Splash risks facing huge financial dilemma


  • Business
  • Wednesday, 14 Jul 2010

KUALA LUMPUR: If the deadlock in the plans to restructure the water sector in Selangor continues to hang on a thread with the various parties out to safeguard their widely divergent interests, then Syarikat Pengeluar Air Selangor Holdings Bhd (Splash) will face a huge financial dilemma.

Hanging on tenterhooks are bondholders of Splash’s RM1.43bil debt papers – RM1.12bil nominal amount of Al-Bai Bithamin Ajil facility and RM310mil Islamic medium-term notes.

If by year-end, there is no resolution, there’s a high likelihood that Splash will not be able to fund its requisite finance service reserve account balances by January 2011, hence breaching the covenants under its Bai Bithaman Ajil Debt Securities (BaIDS) (2000/2016).

“Right now, Splash has only been receiving 45% of its monthly billings to Syabas. This has deteriorated from 60% previously. Their receivables have also been on the rise, so yes, of course, we are concerned. But if the Minister (Green Technology, Energy and Water Minister Datuk Seri Peter Chin Fah Kui) assures us that the deadlock will be resolved, then Splash bonds should be okay,” said one fund manager who holds the Splash bonds.

Another fund manager agrees that there is little risk of defaulting now, but he remains sceptical if the deadlock can be resolved by year-end.

“We’ve had flip-flop in policies before. I will wait and see what happens. So many deadlines have been broken, so much time spent on the entire process and still, there appears to be no headway,” he said.

On Monday, Chin said he was optimistic that the deadlock would be resolved by year-end, as the matter was currently being discussed by the top leaders of the country.

He said they were in the midst of getting the right formula to make every party happy.

This will certainly be of comfort to bondholders and investors alike, whose patience is wearing thin due to the protracted impasse in the sector’s restructuring plan. Not only did it put bondholders at risk and water operators at a prime spot of going insolvent, but it also diluted the appeal of the general investing environment, said an observer.

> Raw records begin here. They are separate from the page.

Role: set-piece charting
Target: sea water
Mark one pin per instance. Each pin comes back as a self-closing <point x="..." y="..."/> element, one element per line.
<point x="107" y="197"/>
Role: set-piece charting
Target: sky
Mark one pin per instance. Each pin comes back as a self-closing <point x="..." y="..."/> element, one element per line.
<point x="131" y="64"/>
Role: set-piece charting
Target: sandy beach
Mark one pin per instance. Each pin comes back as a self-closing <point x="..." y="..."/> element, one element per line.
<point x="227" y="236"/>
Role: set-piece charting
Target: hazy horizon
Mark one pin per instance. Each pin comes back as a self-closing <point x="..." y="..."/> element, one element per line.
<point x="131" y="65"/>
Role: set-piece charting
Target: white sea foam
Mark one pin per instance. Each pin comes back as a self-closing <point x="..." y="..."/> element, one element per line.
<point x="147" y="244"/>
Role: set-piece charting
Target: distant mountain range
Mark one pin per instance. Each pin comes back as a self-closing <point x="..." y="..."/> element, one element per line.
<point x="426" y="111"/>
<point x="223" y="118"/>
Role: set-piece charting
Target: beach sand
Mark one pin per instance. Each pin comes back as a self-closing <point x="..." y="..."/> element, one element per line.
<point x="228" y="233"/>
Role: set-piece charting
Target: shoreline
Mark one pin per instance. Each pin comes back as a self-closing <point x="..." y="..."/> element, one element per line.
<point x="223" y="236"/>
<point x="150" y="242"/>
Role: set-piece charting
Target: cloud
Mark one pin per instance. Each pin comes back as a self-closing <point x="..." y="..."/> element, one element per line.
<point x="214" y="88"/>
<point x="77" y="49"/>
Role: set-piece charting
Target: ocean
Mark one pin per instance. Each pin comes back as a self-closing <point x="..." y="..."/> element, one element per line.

That is why, in a desperate attempt to get the sector moving, the Malaysian Trustees wrote a letter seeking the Federal Government’s intervention.

“In a matter of months, the water operators in Selangor will not only be in default of their financial obligations, but also in danger of insolvency and may not be able to provide water to the general public in Selangor and Kuala Lumpur,” said the Malaysian Trustees.

The Malaysian Trustees is appealing to the Government to use the provision of the Water Services Industry Act 2006 to ensure that water operators are sufficiently paid to continue operations, pay their debts and expedite early resolution of the water assets restructuring scheme as a permanent solution to the overall worsening financial deficit.

The representative said this was necessary to avoid a series of anticipated defaults across the industry which would destabilise the country’s bond market.

As at end-December 2009, the bond market reached RM643.8bil or about 90% of gross domestic product.

AmResearch too, believes that there is an increasing risk of default in Selangor water bonds over the next two to three years if the current status quo remains.

On June 8, Malaysian Rating Corp Bhd (MARC) placed the companies involved in the restructuring plan “MARCWatch negative” due to the “high level of uncertainty associated with the restructuring of the sector”.

“The MARCWatch placement reflects Marc’s immediate credit concerns over the impact of Syabas’ continued inability to meet in full its monthly bulk water payment obligations to water-treatment operators as a result of the former’s unresolved water tariff hike,” MARC said.

It believes that “the significant hurdles” in the restructuring, particularly the protracted negotiations between Selangor and water companies, “do not bode favourably towards attaining a timely and orderly resolution” of the industry restructuring-related issues.

Last year, the Selangor government negotiated to take over the water assets of four concessionaires in the state because scheduled tariff hikes were as high as 37% in the present concession agreement.

Syabas, which is 70% owned by Puncak Niaga Holdings Bhd, had asked for a tariff hike by January last year. The Selangor government, however, refused to compensate Puncak Niaga and its unit Syabas for not allowing the tariff hike.

To ease its woes, Puncak Niaga has received a RM320.8mil loan from the Federal Government to help settle its debts with water treatment companies such as Syarikat Pengeluar Air Selangor Holdings Bhd and Konsortium Abass Sdn Bhd.

Recent reports indicated that the Federal Government may again extend a soft loan of RM300mil to RM400mil to plug the shortfall caused by Syabas’ inability to collect water tariffs following the free usage of the first 20 cu m per household.

Domestic consumers in Selangor who are using individual meters started enjoying the free usage from June 1.